Donald Trump will fail too. He may, as he promised, deliver an improved economy. He may stem illegal immigration. That, after all, is why many voted for him. But eventually he will disappoint. So would Kamala Harris if she had won. So will Keir Starmer. And that is not to criticise these particular leaders. Like football managers, they all get sacked in the end, and there are very few who like Sir Alex Ferguson, or Jed Bartlett, get to wave farewell to the crowds at the time of their own choosing. Even then, Fergie’s legacy was tainted by his inability to create a legacy, and Bartlett was, despite our misty-eyed nostalgia, a fictional President.  

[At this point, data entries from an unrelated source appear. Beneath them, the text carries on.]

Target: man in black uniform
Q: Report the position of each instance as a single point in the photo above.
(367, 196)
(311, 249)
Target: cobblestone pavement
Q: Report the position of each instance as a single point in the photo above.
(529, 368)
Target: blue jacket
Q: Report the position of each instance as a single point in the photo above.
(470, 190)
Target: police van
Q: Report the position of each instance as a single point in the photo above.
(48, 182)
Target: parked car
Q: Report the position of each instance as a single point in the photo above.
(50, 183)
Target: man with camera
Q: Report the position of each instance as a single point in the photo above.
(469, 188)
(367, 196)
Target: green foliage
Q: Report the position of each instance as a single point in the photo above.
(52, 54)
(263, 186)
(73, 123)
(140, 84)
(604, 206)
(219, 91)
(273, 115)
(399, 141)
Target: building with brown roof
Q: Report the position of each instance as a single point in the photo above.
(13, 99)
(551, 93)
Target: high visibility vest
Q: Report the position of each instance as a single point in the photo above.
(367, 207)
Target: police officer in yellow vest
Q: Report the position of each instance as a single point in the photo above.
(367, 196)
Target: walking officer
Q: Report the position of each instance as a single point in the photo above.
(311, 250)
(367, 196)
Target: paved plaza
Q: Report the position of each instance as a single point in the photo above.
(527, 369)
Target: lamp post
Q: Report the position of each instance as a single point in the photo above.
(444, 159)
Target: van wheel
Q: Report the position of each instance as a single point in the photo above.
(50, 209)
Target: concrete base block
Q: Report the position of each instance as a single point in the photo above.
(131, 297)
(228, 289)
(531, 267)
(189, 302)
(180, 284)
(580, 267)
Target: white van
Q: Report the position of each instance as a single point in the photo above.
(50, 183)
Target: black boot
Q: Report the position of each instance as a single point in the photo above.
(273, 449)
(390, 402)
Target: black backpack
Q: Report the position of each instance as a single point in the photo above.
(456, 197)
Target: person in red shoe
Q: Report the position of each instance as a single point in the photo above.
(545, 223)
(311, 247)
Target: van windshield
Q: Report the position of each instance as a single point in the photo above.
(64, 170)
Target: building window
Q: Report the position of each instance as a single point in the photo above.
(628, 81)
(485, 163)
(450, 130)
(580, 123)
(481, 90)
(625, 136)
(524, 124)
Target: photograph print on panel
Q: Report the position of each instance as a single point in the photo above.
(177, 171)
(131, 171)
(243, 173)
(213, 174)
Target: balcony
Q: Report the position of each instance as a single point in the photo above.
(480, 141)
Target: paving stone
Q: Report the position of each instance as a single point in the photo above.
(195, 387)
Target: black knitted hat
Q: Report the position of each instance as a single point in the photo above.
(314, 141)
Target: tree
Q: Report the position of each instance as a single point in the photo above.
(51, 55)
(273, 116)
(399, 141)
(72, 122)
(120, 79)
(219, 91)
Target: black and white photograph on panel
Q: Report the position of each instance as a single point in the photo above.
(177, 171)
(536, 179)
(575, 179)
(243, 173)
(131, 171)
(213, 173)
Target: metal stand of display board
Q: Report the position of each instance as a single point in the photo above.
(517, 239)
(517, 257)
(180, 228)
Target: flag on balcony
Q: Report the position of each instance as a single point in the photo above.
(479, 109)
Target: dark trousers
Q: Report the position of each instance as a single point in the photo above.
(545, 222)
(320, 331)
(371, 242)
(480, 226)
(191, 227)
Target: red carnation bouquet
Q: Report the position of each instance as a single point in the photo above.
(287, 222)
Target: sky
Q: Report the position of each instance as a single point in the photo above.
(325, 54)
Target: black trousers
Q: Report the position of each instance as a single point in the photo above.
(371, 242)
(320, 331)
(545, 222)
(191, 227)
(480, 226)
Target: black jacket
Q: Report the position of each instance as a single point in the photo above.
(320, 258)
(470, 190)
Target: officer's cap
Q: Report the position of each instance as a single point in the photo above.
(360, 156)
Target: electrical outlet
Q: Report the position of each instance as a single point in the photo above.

It’s always tempting to reach for apocalyptic language at times like this. Yet the real meaning of ‘apocalypse’ is ‘revelation’, or ‘unveiling’. Taking the longer view, perhaps the real apocalyptic moment at times like these is the unveiling of the true place of politics – as important, but not ultimately important. These moments reveal the inadequacy of all human kingdoms, and our longing for a different kingdom, a kingdom of ‘righteousness, peace and joy in the Holy Spirit’ as the Bible has it, things that no government or election result can ever deliver.  

Politics matters because the way we live together matters. Yet what politics at its best can provide – a well-functioning economy, law and order, managing good international relations - only go so far in enabling a flourishing life. Like returning to a familiar drug that we think we can once and for all make us happy, despite the numerous times it has failed before, we still somehow believe that politics can solve all our problems. “Trump will fix it” said the banners – though in fact that is what every politician promises. Jesus warned: “Many will come in my name and say ‘I am he’, and lead many astray.”  

Most probably, Donald Trump will not be as bad as many fear, and not as good as many hope. Because politics is never the final word. As American theologian, Matthew Burdette put it recently: “The solution to our politics is not a political solution. Voting for the right or the wrong candidate will not change the situation: the devil is happily bipartisan, so long as politics is our idol. No, what is needed is fundamentally and thoroughly spiritual. Only when we can say with the prophet Isaiah that “the nations are like a drop from a bucket, and are accounted as dust on the scales,” that is, only when we can see against the horizon of the ultimate how small are our worries, will these relative, penultimate things like politics be set right and take on their true meaning in our lives.”